Crude oil, the lifeblood of Nigeria’s economy rose to $92.42 per barrel on Monday, casting a shadow of uncertainty over the already volatile fuel market.

This surge in crude oil prices comes in tandem with the persistent depreciation of the Naira in foreign exchange markets, where it traded at N980 to $1 on the parallel market. For many Nigerians, these simultaneous developments trigger memories of the recent fuel price hikes that followed the removal of fuel subsidies earlier this year.

In June, the government removed the subsidy, leading to a sharp 210% increase in the pump price from N175 per liter to N546.83 per liter. In a further blow to consumers, less than a month later, the price surged again, reaching N617 per liter.

However, since then, there have been no additional fuel increments, despite fluctuations in the Naira’s exchange rate.

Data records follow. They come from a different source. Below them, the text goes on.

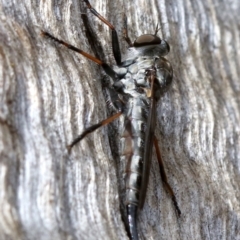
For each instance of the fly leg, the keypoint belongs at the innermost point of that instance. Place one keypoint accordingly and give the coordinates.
(125, 32)
(115, 42)
(93, 128)
(164, 177)
(109, 71)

President Bola Ahmed Tinubu, along with key government officials and industry leaders, has reiterated their commitment to stabilizing petrol prices in the country.

According to Ajuri Ngelale, Special Adviser to the President on Media and Publicity, “The President affirms that there will be no increase in the price of petroleum motor spirit.”

Mele Kyari, Group Chief Executive of the Nigerian National Petroleum Corporation Limited (NNPC), echoed this sentiment, emphasizing that NNPC is the sole supplier of petrol nationwide and has not proposed any price hikes.

Industry experts like Chinedu Okonkwo, President of the Independent Marketers Association of Nigeria (IPMAN), have urged the government to expedite efforts in implementing Compressed Natural Gas (CNG) as a viable alternative to traditional fuels, providing a long-term solution to the country’s energy needs.

While the global crude oil price surge is a cause for concern, Nigerians are holding onto the government’s commitment to price stability and the potential for CNG to provide a sustainable energy alternative in the future.

In a market with unique dynamics, where NNPC remains the sole supplier and importer of fuel, the hope is that prices will remain stable for the benefit of all Nigerians.